Perhaps a final mention should be given to Yusufu’s allocutus (his plea for leniency after his admission of guit). I am reproducing it, as reported by PMNews, in full –
Yusufu’s lawyer, Mr. Maiyaki Theodore Bala, in his submission after his client pleaded guilty, told the court that the conduct of his client had demonstrated remorse to the court and to Nigeria as a nation for breaching its laws.
According to him, ”By pleading guilty, the convict has shown respect to this court and have saved precious time of the court. The court will also find that he is a first time offender without any previous record of conviction, furthermore, he is the head of a family of four, a wife and 3 children, two of who are university students while one is a primary school pupil. These people depend on him for their survival and well being, including the payment of school fees. It is also pertinent to note that he has a chronic heart condition which has aggravated to a serious case of high blood pressure, a condition that requires frequent medical attention. His aged parents are still alive and due to old age, have attendant medical complications which require regular medical attention and both depend on him to deal with these.”
The lawyer also told the court that Mr. Yusufu had grown to become a community leader with a number of students depending on him for scholarships, these Nigerian children, according to him, will loose (sic) the opportunity if justice is not tempered by mercy.
Continuing in his plea for leniency for his client, Maiyaki told the court that going by the application for complete forfeiture of the assets and properties confiscated from his client, that the EFCC had taken everything from his client and he is left with nothing. He urged the court to exercise the discretionary powers granted it under section 309 of the Penal Code in favour of the convict and give him an option of fine so as to serve as incentive to the other accused persons to take the courage of coming forward to admit their guilt where one exists.

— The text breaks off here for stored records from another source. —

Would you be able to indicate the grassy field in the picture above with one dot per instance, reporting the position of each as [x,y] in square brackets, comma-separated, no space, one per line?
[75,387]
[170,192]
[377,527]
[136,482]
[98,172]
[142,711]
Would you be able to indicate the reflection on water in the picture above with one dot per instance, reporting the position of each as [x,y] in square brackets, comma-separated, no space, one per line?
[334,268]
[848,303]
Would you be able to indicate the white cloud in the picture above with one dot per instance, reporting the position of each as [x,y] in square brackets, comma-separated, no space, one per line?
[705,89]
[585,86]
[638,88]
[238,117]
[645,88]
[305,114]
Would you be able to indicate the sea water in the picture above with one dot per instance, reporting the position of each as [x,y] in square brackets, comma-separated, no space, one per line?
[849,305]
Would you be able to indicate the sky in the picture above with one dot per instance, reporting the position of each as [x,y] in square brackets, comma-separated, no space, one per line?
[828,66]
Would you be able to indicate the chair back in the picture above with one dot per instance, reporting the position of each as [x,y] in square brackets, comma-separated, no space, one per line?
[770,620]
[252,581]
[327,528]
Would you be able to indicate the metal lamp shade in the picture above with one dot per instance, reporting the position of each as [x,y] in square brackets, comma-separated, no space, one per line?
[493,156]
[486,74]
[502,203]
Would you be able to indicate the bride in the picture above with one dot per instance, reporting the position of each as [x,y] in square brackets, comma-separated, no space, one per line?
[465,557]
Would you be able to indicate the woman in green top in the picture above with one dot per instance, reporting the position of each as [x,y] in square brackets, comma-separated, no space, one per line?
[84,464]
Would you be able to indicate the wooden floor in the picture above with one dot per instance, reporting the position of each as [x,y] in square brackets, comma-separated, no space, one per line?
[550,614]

Now, while the primary purpose of allocution is to mitigate the sentence for the offence to which one has just pleaded guilty, is its purpose simply to get accused persons the most lenient sentence possible? Surely not. A child kills his parents but begs for mercy because he is now an orphan? Given the tragic history of pensions and pensioners in Nigeria, the unending tales of pensioners fainting (dying, even) on queues to collect their pensions, the anti-corruption rhetoric of the current federal administration and the huge injustice in N35bn of public funds simply vanishing, should any allocution (even if it were from the lips of the late Rotimi Williams himself) absolve any Nigerian pension thief of jail time?
The fight against corruption needs to grow some mean teeth. The prosecution must push for the most severe punishment available and the brotherhood of judges must censure their colleagues who pervert the course of justice. Our criminal laws, especially as they relate to graft in public office, need periodic reviewing. If, truly, the most severe punishment available for stealing public money is a 2-year jail term commutable to a fine of N250,000, do not be surprised if the queue to confess suddenly elongates, with these criminals smiling all the way back to their banks.